Maureen was a wonderful person, in so many ways larger than life. She seemed to have an infinite capacity for giving of herself, and there wasn’t anything you might ask of her that she wouldn’t do, and do well. And, while she was an amazingly energetic advocate for causes and candidates others might only have paid lip service to, she was, at the same moment, a loving and devoted wife to Takashi, and mother to Hannah. Whenever she couldn’t be reached at home, it was certain that she was bringing Hannah to dance lessons, to school, or to some other event.

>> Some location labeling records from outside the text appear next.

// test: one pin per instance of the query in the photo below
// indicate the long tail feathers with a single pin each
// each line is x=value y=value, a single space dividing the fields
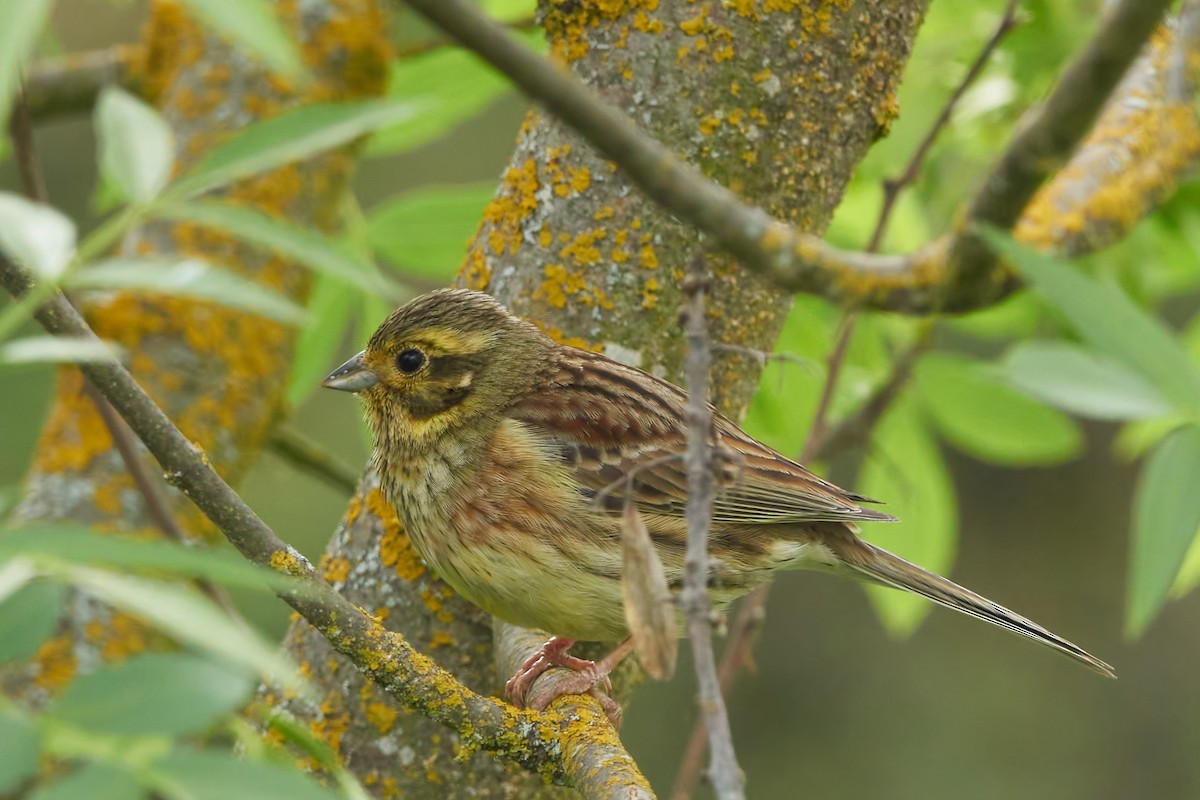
x=880 y=566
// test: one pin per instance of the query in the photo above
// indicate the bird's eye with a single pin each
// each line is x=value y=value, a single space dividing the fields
x=409 y=361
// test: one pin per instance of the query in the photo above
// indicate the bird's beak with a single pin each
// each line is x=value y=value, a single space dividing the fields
x=352 y=377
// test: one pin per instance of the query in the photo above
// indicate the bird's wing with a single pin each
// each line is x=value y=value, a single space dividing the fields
x=618 y=427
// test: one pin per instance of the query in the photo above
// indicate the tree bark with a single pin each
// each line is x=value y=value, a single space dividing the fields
x=778 y=101
x=219 y=373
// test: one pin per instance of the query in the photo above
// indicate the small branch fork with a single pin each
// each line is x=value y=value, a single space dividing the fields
x=724 y=774
x=955 y=272
x=580 y=750
x=853 y=429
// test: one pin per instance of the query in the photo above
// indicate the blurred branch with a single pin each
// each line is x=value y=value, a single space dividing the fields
x=724 y=773
x=21 y=126
x=70 y=84
x=955 y=272
x=581 y=750
x=306 y=455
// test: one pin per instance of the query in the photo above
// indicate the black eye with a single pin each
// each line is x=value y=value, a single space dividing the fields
x=409 y=361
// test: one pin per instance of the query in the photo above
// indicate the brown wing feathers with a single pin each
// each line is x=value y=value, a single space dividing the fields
x=613 y=422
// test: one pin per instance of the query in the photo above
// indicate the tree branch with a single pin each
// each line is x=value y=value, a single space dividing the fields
x=581 y=750
x=724 y=774
x=954 y=274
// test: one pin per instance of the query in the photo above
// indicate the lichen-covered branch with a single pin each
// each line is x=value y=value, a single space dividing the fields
x=580 y=749
x=953 y=274
x=573 y=245
x=220 y=373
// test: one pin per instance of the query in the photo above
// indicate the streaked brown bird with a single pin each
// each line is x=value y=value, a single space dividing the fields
x=509 y=456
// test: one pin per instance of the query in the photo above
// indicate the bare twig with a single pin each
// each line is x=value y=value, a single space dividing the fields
x=306 y=455
x=724 y=773
x=953 y=274
x=34 y=182
x=71 y=83
x=594 y=763
x=820 y=441
x=894 y=186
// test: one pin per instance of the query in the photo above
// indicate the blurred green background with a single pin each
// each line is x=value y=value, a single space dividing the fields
x=835 y=708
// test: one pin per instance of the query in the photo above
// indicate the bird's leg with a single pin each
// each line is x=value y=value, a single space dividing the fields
x=588 y=678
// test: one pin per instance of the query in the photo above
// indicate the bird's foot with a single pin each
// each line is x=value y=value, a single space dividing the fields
x=587 y=678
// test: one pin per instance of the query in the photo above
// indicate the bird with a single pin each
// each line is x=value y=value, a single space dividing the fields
x=510 y=458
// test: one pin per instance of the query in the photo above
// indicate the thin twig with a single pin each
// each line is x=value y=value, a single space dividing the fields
x=595 y=763
x=894 y=186
x=820 y=441
x=724 y=774
x=34 y=182
x=955 y=272
x=306 y=455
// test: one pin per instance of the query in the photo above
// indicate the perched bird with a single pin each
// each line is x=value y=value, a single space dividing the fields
x=509 y=457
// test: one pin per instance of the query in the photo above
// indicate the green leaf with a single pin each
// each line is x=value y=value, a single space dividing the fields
x=137 y=148
x=1108 y=320
x=1081 y=382
x=36 y=235
x=21 y=23
x=906 y=468
x=169 y=693
x=191 y=618
x=292 y=136
x=509 y=11
x=1165 y=519
x=211 y=775
x=29 y=617
x=309 y=248
x=427 y=232
x=255 y=28
x=83 y=546
x=19 y=745
x=451 y=85
x=94 y=782
x=987 y=419
x=57 y=349
x=321 y=338
x=189 y=278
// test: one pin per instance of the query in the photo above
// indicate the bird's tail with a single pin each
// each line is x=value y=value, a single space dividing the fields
x=880 y=566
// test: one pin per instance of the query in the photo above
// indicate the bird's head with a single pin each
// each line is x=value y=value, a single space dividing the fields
x=444 y=359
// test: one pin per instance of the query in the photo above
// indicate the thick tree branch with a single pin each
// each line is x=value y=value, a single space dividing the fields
x=953 y=274
x=581 y=750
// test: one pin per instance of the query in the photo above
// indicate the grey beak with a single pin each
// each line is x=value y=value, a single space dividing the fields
x=352 y=377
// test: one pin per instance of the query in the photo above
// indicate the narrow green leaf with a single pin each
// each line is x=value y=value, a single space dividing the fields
x=256 y=29
x=1081 y=382
x=19 y=747
x=309 y=248
x=1108 y=320
x=94 y=782
x=189 y=617
x=77 y=545
x=451 y=85
x=426 y=232
x=36 y=235
x=57 y=349
x=983 y=416
x=29 y=617
x=1165 y=519
x=211 y=775
x=137 y=148
x=21 y=23
x=292 y=136
x=329 y=316
x=171 y=693
x=906 y=468
x=189 y=278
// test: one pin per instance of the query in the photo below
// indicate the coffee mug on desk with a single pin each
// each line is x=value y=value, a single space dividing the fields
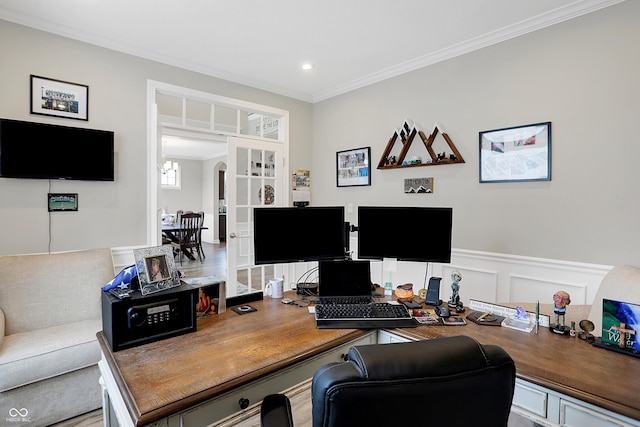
x=274 y=288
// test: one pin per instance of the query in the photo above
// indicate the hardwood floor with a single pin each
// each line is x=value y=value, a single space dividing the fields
x=215 y=262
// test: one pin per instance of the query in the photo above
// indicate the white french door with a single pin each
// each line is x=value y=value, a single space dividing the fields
x=255 y=170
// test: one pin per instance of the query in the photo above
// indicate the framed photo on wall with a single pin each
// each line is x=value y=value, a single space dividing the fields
x=521 y=153
x=58 y=98
x=353 y=167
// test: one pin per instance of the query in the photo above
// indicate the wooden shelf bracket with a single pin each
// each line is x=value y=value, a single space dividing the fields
x=407 y=134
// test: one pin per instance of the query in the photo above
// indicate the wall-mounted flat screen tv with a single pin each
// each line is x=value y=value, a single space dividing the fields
x=288 y=234
x=45 y=151
x=405 y=233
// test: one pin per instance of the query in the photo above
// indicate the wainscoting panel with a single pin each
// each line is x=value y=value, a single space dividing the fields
x=477 y=284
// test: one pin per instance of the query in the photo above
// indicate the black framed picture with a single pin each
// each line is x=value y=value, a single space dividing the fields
x=50 y=97
x=63 y=202
x=353 y=167
x=521 y=153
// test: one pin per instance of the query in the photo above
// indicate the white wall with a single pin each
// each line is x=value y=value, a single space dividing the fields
x=111 y=214
x=189 y=197
x=582 y=75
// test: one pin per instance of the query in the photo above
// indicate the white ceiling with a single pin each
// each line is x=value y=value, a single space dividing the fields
x=263 y=44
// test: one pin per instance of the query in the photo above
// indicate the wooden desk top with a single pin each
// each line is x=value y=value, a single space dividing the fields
x=228 y=350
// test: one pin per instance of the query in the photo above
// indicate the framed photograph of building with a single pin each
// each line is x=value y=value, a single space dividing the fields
x=58 y=98
x=521 y=153
x=353 y=167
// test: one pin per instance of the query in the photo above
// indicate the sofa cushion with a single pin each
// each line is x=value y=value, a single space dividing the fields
x=43 y=290
x=32 y=356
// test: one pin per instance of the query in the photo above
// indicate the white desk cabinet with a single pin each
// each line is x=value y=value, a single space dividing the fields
x=549 y=408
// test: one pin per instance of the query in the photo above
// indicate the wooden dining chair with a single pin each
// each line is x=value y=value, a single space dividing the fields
x=190 y=225
x=201 y=213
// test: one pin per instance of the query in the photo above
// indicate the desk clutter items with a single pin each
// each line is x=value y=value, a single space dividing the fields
x=156 y=269
x=244 y=309
x=275 y=287
x=561 y=300
x=514 y=318
x=454 y=301
x=404 y=292
x=485 y=318
x=620 y=325
x=211 y=294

Despite her already full agenda, as a wife and mother, and community activist, I called upon Maureen several
months before the opening of this newspaper, because I could think of nobody I wanted more to report the signifi-cant happenings in Northern Westchester on a weekly basis.
She never rejected, nor failed to complete, an assignment. She had the remarkable ability to quickly, but objectively, analyze situations, grasping the implications and identifying the wheat from the chaff. Maureen had a loving, giving, heart. However, she had no qualms about letting you know exactly what she thought. She had little tolerance for hypocrisy, and none for injustice, and she worked endlessly against each. She had a wonderful network of media and organizational contacts, and she could marshal scores of correspondents to a cause in minutes. To me Maureen embodied the spirit of the Sixties, a willingness to “fight City Hall.” Social advocacy defined her.
She was a one-of-a-kind spirit, taken from our midst, and our lives, far too soon. And yet, having had an enormous impact on all who knew her, and many who would not. Asking no exemption, or favor, she took on one challenge after another. I will always remember that wonderful, spontaneous, burst of laughter that invariably
greeted news that some ‘Dragon of Injustice,’ or other, had been foiled.
We will all miss Maureen, each for our own special reasons, each in our own way. I will miss her friendship and her spirit, her selfless willingness to stand up for us all.